Limitations & Future Work

  • Validation is limited to RoBERTa-LARGE; the framework has not been extended to larger GPT/LLaMA-scale LLMs.
  • RFA's approximation of softmax may degrade performance on certain tasks (e.g., lower scores on RTE).
  • The semi-honest threat model assumption is relatively weak; supporting malicious adversaries would require additional zero-knowledge proof overhead.
  • Future work could explore extending SecP-Tuning to additional fine-tuning paradigms such as LoRA.

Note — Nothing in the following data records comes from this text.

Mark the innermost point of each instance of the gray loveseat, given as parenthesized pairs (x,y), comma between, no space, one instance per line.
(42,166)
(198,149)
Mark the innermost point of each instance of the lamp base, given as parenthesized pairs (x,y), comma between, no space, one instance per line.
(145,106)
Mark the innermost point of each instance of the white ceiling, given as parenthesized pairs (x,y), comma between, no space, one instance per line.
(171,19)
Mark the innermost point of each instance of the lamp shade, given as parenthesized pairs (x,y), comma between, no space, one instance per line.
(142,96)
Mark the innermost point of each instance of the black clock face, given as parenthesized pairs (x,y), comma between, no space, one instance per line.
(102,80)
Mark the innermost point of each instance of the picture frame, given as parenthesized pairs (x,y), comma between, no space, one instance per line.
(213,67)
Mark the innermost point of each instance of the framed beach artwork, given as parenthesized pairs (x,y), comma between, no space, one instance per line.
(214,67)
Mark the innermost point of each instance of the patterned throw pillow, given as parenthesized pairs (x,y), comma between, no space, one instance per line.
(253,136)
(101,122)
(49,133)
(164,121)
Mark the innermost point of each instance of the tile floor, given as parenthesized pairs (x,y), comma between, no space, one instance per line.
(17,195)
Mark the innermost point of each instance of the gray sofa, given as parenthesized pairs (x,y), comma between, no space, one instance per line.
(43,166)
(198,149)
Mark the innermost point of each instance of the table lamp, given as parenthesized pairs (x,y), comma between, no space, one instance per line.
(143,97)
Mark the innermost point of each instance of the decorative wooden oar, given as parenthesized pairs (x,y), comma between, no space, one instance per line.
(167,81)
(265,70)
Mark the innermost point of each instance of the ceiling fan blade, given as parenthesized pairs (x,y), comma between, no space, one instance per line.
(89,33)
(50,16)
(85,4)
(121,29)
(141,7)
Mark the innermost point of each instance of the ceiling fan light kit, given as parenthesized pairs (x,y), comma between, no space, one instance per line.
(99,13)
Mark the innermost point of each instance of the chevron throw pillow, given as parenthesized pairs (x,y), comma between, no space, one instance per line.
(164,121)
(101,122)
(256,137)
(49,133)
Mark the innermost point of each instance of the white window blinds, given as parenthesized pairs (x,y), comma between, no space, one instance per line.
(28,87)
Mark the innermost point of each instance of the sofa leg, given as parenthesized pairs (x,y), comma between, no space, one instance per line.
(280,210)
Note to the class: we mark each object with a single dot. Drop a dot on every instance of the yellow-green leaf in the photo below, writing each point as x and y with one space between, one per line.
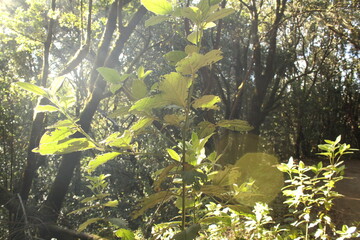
46 108
32 88
235 125
207 101
125 234
101 159
173 154
159 7
87 223
154 20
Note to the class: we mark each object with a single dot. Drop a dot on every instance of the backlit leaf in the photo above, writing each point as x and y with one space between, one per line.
235 125
151 201
87 223
154 20
46 108
125 234
100 160
174 88
173 154
219 14
174 56
159 7
207 101
32 88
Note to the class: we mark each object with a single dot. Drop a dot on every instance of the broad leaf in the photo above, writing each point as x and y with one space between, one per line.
189 233
219 14
66 146
173 154
235 125
87 223
111 75
32 88
151 201
154 20
125 234
138 89
46 108
207 101
141 124
174 88
100 160
119 140
159 7
174 56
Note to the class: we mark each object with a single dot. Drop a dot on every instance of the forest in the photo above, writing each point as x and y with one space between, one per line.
177 119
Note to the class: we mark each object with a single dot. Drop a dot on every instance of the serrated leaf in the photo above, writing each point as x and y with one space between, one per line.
174 119
113 203
175 81
100 160
66 146
32 88
138 89
46 108
151 201
189 233
125 234
195 61
119 140
208 102
148 103
174 56
56 84
119 222
195 37
235 125
87 223
154 20
159 7
173 154
111 75
141 124
219 14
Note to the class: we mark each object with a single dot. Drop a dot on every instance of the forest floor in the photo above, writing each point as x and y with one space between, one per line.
347 208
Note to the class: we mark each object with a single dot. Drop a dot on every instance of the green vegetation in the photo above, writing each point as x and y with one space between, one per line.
171 126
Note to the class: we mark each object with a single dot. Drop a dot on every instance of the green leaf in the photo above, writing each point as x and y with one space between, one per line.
119 222
173 154
100 160
235 125
119 140
141 124
189 233
32 88
207 101
195 37
111 75
154 20
151 201
56 84
159 7
125 234
66 146
148 103
138 89
87 223
174 88
113 203
195 61
46 108
219 14
174 56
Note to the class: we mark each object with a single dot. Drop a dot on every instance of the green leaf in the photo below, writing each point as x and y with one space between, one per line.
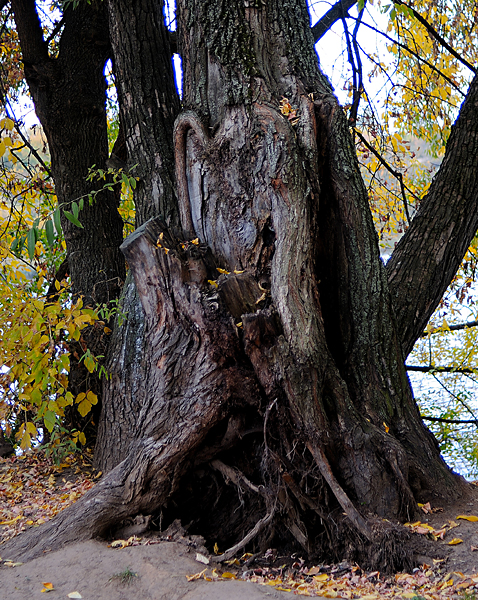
56 220
31 241
50 235
72 219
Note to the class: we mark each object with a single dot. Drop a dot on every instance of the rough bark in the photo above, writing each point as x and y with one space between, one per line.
69 92
149 103
274 355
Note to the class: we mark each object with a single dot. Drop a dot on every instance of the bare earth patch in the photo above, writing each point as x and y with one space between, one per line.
154 565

  • HE-based approaches such as BlindTuner incur greater computational overhead and struggle to handle nonlinear operations.

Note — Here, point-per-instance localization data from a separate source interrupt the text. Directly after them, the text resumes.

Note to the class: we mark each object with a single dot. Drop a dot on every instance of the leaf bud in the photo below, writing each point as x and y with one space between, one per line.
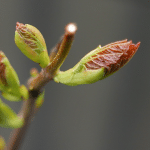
99 63
32 44
9 81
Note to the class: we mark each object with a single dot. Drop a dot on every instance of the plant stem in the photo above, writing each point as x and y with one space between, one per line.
27 111
36 84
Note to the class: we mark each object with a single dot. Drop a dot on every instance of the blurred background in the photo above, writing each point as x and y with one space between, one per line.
112 114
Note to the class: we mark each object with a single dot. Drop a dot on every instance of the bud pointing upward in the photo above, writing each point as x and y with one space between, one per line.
32 44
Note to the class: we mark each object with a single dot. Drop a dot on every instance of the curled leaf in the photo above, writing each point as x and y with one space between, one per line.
99 63
32 44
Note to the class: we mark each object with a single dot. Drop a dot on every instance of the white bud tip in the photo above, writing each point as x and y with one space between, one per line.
71 28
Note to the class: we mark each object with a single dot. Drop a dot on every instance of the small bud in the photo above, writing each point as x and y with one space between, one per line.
9 82
34 72
99 63
40 100
32 44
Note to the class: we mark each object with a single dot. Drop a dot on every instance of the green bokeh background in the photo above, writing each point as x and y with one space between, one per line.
112 114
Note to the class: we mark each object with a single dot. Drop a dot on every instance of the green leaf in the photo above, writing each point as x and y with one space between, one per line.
24 92
8 118
98 64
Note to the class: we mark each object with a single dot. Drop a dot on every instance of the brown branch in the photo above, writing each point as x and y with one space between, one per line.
36 84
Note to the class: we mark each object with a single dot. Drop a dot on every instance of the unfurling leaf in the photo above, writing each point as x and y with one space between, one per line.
8 118
9 81
40 100
32 44
99 63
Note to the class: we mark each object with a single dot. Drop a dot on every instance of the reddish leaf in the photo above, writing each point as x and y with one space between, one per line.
113 56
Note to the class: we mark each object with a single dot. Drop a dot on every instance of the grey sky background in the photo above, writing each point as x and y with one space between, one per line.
112 114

  • MPC frameworks such as CrypTen provide the infrastructure upon which this work builds.
  • Insight: Privacy-preserving ML should not focus solely on inference; privacy during fine-tuning is equally important.

Rating

  • Novelty: ⭐⭐⭐⭐ First MPC+LLM fine-tuning framework; the combination of FoT and RFA is original.
  • Experimental Thoroughness: ⭐⭐⭐⭐ Comprehensive multi-dimensional evaluation covering efficiency, performance, deployability, and privacy.
  • Writing Quality: ⭐⭐⭐⭐ Problem analysis is thorough and system design is clearly structured.
  • Value: ⭐⭐⭐⭐ Significant reference value for engineering practice in privacy-preserving LLM fine-tuning.